Six hundred people drowning but no mayday call. Is this how Europe deters migrants?
When 600 people die on a summer’s night in the Mediterranean, their journey known of, or witnessed for many hours and at various times by an EU agency, the maritime authorities of two EU countries, by civil society activists and by multiple private ships and boats – a journey and a drowning effectively in plain sight – there is one obvious question: “How did that happen?”
My office has investigated the role of the EU Border and Coast Guard Agency, Frontex, in the events surrounding the capsizing in June 2023 of the Adriana, an overcrowded fishing boat en route to Italy from Libya, with an estimated 750 people on board. We explored how that most fundamental of human rights, the right to life, survives contact with those whose responsibility it is to manage our borders and save lives at sea.
The results reveal the chasm between rhetoric and reality.
In a speech in 2020, the European Commission president, Ursula von der Leyen, said, “Saving lives at sea is not optional.” Yet EU and member state policy choices have made it difficult to realise that sentiment. Claims that the possibility of being rescued acts as a “pull” factor for migrants and those who exploit them – people smugglers – have influenced those choices.
By the time the Adriana sank, proactive EU search-and-rescue operations essentially no longer existed. A joint Italian/EU rescue initiative, Mare Nostrum, had been shut down. NGOs involved in search-and-rescue initiatives risk prosecution in multiple member states.
Frontex, the EU’s largest and most heavily resourced agency, is called a border and “coastguard” agency, yet its mandate severely restricts its “search and rescue” role to search and surveillance alone. The power to act, to save lives in the specific context of a rescue at sea, lies primarily with the EU member states.
Frontex does not operate in a vacuum of ignorance vis-a-vis the past actions of some of those states. The agency has reportedly witnessed, or has been aware of, fundamental rights abuses in the context of attempts by migrants to reach Europe, but says it is restricted in how it can take this knowledge into account in its operations.

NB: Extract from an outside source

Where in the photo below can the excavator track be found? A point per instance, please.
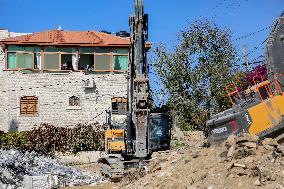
(116, 168)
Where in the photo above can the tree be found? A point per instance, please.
(197, 71)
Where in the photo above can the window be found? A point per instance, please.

The Adriana tragedy took place shortly after Frontex’s former director resigned following an EU report exposing pushbacks of migrants by the Greek coastguard. Such pushbacks are illegal under EU and international law. Less than a year earlier, the European court of human rights had found against Greece in a case concerning another boat sinking with fatalities, and with some similarities to the Adriana tragedy. Yet Frontex has, to date, chosen not to exercise its legal right to withdraw from Greece over concerns about fundamental rights violations. This is something that we have now asked it to consider, and to make public those considerations.
Our inquiry found that for most of the period between the sighting of the Adriana and its capsizing, Frontex had to stand ineffectually by, due to the absence of authorisation by the Greek authorities to do more. The agency is legally obliged to follow the orders and directions of the coordinating national authority.

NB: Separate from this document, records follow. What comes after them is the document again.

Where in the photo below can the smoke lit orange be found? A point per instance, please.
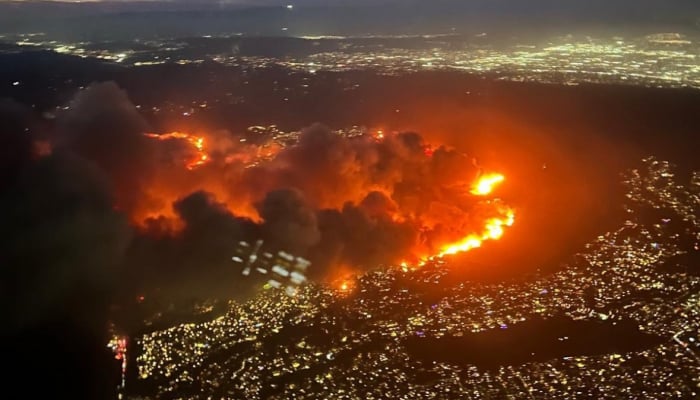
(486, 184)
(494, 228)
(196, 141)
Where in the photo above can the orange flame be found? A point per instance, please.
(494, 228)
(486, 184)
(196, 141)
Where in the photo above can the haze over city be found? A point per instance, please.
(350, 199)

According to documents inspected by my office, repeated calls offering assistance from the Warsaw-based agency to the Greek rescue and coordination centre went unanswered. A Frontex drone, on offer to assist with the Adriana, was diverted by the Greek authorities to another incident.
When Frontex was finally allowed to return to the site of the Adriana, the boat had capsized, with many hundreds of people already dead.
Frontex had chosen not to exercise one autonomous power – to issue a mayday relay – on the grounds that the Adriana was not in “immediate danger” when initially sighted. The agency acted in accordance with the legal rules and procedures, but an examination of those rules shows that they cannot give full effect to the EU’s commitment to saving migrant lives, despite the EU repeatedly stating that saving lives is an EU priority.
Legal changes at EU level would be needed to allow Frontex to act on its own initiative in search-and-rescue situations and to rebalance the division of responsibilities between the EU and its member states.
In the aftermath of the tragedy, the European Commission called for all of the facts to be established, but there is no single accountability mechanism to do so. The Greek ombudsman and the Greek naval court are separately investigating the actions of the coastguard, the latter having declined to initiate an internal investigation.
In light of the enormous number of deaths in the Mediterranean in recent years, I am calling on the EU to initiate a commission of inquiry into the factors that have caused this humanitarian crisis.
As the EU commissioner for home affairs, Ylva Johansson, toldthe European parliament: “Above the Adriana, the waters are now silent, no tombstones, no marker, nothing to remember the names. Let our actions be our monument.”